あずきの煮方を徹底解説!鍋や炊飯器で簡単・時短に柔らかく仕上げるコツを紹介

フリーランスライター&Web編集者。北海道在住。絶賛子育て中で、まもなく2児のパパになります。料理は完全に妻任せですが、三度の飯より食べるのが大好きです!仕事の時間が自由な強みを活かし、スーパーへの買い出しと食材選びには毎回同行して食のプロデューサー気取りで楽しんでいます。作る側だけでなく、食べる側・買う側の視点も交えながら、おいしいものに関する情報を発信中です。
乾燥あずきを買ったものの、水に浸けるべきか、どのくらい煮ればよいのか分からず、袋を開けないままになっていませんか。時間をかけて煮ても芯が残ったり、皮が破れて煮崩れたりすると、家庭で作るのは難しいと感じやすいものです。
あずきは、基本の順序と火加減を押さえれば、鍋だけでなく炊飯器や圧力鍋でも調理できます。
この記事では、『食生活♥♥ロピア』が、鍋を使った基本の煮方、調理器具別の手順、柔らかく仕上げるコツ、失敗したときの対処方法を解説します。
砂糖なしの食べ方や保存方法も確認し、用途に合った煮あずきを家庭で作る際の参考にしてください。
あずきは浸水せずに煮始めるのが基本

大豆や金時豆とは異なり、あずきは一晩水に浸さず、乾燥した状態のまま水から煮始められます。
あずきは、豆の表面を覆う種皮全体から均一に吸水するのではなく、へそ(豆がさやとつながっている部分)の端から水を取り込むのが特徴です。

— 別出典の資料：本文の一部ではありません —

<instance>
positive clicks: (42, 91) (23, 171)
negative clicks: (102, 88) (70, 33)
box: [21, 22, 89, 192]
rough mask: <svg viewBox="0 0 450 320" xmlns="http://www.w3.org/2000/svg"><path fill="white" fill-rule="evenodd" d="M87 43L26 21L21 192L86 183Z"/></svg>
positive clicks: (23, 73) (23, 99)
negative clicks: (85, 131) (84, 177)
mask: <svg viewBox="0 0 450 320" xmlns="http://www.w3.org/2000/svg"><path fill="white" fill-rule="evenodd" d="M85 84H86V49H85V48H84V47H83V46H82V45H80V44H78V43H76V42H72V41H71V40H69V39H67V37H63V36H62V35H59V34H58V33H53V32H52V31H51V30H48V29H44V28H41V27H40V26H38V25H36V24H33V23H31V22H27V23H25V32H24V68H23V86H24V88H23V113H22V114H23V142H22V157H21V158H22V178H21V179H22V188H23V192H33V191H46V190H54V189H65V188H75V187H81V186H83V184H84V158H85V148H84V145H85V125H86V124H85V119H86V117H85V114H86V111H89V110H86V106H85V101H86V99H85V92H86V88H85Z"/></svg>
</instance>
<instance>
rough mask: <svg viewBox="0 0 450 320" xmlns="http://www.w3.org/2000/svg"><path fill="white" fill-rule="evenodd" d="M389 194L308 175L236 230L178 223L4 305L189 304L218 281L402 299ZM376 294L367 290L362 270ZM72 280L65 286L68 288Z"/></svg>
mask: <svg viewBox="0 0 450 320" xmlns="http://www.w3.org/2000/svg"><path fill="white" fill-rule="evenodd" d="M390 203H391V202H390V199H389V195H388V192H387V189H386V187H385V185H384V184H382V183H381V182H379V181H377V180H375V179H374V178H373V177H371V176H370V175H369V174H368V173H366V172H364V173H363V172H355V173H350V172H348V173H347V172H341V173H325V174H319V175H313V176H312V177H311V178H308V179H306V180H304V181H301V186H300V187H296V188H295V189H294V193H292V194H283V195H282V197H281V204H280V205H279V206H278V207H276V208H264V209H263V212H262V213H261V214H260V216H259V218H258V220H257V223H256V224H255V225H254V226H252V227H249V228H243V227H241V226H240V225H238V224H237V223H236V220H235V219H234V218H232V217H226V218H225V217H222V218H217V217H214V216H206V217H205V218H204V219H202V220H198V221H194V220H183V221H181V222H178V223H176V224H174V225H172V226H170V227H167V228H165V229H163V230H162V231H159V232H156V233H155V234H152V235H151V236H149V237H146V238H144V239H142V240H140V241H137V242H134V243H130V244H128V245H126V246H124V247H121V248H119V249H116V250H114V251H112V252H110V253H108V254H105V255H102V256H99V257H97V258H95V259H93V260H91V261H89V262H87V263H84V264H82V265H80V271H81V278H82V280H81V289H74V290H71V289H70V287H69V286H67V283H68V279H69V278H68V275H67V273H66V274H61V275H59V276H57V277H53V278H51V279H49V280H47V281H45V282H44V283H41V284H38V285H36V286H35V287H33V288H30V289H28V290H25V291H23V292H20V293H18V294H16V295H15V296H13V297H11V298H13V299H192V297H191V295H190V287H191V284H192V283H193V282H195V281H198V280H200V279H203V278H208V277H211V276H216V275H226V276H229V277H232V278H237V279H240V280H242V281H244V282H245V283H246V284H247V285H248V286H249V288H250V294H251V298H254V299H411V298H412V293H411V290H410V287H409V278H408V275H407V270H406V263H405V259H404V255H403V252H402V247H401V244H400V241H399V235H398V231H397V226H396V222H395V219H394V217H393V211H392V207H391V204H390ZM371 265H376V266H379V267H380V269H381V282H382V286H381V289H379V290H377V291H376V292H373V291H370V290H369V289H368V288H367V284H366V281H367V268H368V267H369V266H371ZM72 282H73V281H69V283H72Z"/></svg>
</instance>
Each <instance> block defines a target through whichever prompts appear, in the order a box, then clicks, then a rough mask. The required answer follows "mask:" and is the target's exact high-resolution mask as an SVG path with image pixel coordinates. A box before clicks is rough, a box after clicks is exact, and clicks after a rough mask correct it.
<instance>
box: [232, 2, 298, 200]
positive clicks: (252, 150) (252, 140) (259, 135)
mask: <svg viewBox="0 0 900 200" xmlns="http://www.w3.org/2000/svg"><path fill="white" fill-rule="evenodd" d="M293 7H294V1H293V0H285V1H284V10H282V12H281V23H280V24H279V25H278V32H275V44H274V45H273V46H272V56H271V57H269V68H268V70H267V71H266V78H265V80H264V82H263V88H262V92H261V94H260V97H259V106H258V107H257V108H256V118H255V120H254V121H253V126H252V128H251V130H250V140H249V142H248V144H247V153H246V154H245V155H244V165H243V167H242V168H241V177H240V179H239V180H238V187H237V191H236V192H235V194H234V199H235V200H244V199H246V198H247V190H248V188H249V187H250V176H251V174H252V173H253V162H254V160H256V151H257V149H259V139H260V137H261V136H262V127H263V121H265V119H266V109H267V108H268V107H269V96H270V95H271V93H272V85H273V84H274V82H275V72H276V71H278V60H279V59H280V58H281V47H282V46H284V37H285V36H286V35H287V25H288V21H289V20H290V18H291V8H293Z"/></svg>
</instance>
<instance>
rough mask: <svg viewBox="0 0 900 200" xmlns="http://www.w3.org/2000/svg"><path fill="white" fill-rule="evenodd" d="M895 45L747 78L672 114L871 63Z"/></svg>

十分に吸水するまで一昼夜ほどかかるため、一晩程度の浸水では豆ごとの差が生じ、煮えムラにつながることがあります。
洗ったあずきを浸水させずに加熱すれば、前日の準備がいらず、家庭でも手順を管理しやすくなります。
時短のために一晩浸けても、煮る時間が必ず短くなるとは限りません。調理時間を縮める場合は、浸水よりも圧力鍋などを使う方法が適しています。
あずきの煮方は5ステップ

あずきを甘く煮るときは、渋みを調整し、豆を柔らかくしてから味を含ませる順序が仕上がりを左右します。

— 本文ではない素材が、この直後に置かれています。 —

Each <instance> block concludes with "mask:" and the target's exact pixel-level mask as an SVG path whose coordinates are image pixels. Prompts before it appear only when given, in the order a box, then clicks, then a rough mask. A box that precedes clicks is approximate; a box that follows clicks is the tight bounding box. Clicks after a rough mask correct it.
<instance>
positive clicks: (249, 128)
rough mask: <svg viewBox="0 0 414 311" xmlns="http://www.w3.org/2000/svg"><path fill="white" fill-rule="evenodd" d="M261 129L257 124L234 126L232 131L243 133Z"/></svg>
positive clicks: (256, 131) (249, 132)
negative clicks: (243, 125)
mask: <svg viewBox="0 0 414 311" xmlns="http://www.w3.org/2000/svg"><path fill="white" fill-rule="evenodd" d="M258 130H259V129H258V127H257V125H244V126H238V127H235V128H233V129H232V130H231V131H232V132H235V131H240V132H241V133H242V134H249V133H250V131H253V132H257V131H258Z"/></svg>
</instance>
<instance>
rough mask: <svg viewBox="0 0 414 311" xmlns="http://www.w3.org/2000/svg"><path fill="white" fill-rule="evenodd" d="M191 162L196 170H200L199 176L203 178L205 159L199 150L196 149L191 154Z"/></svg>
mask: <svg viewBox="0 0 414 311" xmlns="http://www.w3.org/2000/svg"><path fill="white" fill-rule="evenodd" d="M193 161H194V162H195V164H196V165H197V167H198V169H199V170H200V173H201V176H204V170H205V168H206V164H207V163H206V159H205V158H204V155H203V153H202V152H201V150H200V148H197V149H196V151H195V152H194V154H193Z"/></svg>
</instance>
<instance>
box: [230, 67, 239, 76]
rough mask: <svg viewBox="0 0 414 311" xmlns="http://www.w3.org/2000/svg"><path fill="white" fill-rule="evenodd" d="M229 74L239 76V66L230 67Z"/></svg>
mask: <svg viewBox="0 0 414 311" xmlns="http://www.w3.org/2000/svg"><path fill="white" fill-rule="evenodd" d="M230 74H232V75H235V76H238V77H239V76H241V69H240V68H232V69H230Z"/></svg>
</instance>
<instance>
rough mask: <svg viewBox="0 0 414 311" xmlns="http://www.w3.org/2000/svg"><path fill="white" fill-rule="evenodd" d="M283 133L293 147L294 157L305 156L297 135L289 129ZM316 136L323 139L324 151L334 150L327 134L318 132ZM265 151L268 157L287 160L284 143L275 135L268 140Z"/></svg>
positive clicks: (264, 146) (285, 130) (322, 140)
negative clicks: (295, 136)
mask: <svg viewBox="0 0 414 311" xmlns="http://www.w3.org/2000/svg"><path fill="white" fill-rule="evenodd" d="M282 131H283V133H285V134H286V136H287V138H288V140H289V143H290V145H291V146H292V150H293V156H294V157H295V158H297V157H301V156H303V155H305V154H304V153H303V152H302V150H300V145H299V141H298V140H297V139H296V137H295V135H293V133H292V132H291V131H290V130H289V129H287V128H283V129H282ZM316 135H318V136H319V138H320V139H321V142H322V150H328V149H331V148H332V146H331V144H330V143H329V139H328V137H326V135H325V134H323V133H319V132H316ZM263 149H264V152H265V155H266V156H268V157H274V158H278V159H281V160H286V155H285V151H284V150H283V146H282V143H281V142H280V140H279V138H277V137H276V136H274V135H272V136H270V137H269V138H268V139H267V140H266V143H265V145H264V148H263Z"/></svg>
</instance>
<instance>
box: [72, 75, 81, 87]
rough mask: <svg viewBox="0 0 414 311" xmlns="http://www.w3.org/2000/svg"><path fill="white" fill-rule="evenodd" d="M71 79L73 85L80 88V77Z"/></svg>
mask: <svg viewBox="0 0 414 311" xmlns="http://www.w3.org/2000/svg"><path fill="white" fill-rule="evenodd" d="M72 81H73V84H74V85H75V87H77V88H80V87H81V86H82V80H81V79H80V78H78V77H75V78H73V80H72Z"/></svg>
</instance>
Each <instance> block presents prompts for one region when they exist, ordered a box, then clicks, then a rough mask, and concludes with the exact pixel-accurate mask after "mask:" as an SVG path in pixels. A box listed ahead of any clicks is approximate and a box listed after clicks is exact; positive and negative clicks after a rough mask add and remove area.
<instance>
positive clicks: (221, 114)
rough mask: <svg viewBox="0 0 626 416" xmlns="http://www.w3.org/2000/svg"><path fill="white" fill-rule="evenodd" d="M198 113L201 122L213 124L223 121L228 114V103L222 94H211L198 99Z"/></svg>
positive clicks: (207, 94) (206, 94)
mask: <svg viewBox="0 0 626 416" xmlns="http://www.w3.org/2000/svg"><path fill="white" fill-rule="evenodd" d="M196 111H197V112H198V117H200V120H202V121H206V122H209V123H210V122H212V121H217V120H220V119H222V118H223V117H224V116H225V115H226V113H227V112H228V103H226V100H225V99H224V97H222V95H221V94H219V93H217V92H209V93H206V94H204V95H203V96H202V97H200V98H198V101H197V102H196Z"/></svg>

ここでは、材料の目安と下準備を確認したうえで、渋切り・本煮・味つけの各工程を順に説明します。
ステップ①基本の材料と分量を確認する
乾燥あずき200gを甘く煮る場合の分量は、次のとおりです。
材料 | 分量の目安 | 補足 |
乾燥あずき | 200g | 普通あずき、大納言など |
水 | 1回につき約600ml | 渋切り用と本煮用を別に用意する |
砂糖 | 160〜200g | 甘さを控える場合は減らして調整する |
塩 | 少量 | 甘みを引き締めたい場合に加える |
砂糖は、乾燥豆の重量の8割から同量程度が標準です。甘さを控える場合も、あずきが柔らかくなってから加えましょう。
乾燥あずきは、ゆでると重量が約2.3倍になります。200gの乾燥あずきから作れるゆであずきは、約460gが目安です。
ステップ②煮る前にあずきを洗って選別する
あずきをボウルやざるに入れ、表面のほこりを落とすように水でさっと洗いましょう。割れた豆や変色した豆、水面に浮く豆は取り除いてください。
粒をきれいに残したい料理には、大納言が向いています。大納言は普通あずきより大粒で、煮ても皮が破れにくい性質を持つ品種群です。
粒あんのように豆を適度に崩す場合は、普通あずきでも作れます。用途に合わせて選ぶと、仕上がりを調整しやすくなります。
ステップ③渋切りであずきの渋みを調整する
渋切りとは、あずきを煮立てたあとに煮汁を捨て、新しい水へ入れ替える工程です。渋みや苦みを和らげ、色のくすみも抑えます。
- 洗ったあずきと約600mlの水を鍋に入れる
- 強火にかけて沸騰させる
- 沸騰したら火を止め、ざるに上げて煮汁を捨てる
- あずきを鍋へ戻し、新しい水を加える
家庭では、まず1回を目安に渋切りしましょう。回数を増やすほど渋みは弱くなりますが、あずきの風味や煮汁に溶け出した成分も失われます。
粒あんやぜんざいなど、あずきの風味を残したい料理では、煮汁を必要以上に交換しない方法もあります。好みや用途に応じて回数を調整してください。
ステップ④弱火でじっくり本煮する
渋切りを終えたあずきに新しい水を加え、再び強火にかけましょう。沸騰したら弱火に落とし、鍋底から小さな気泡が上がる程度の火加減を保ってください。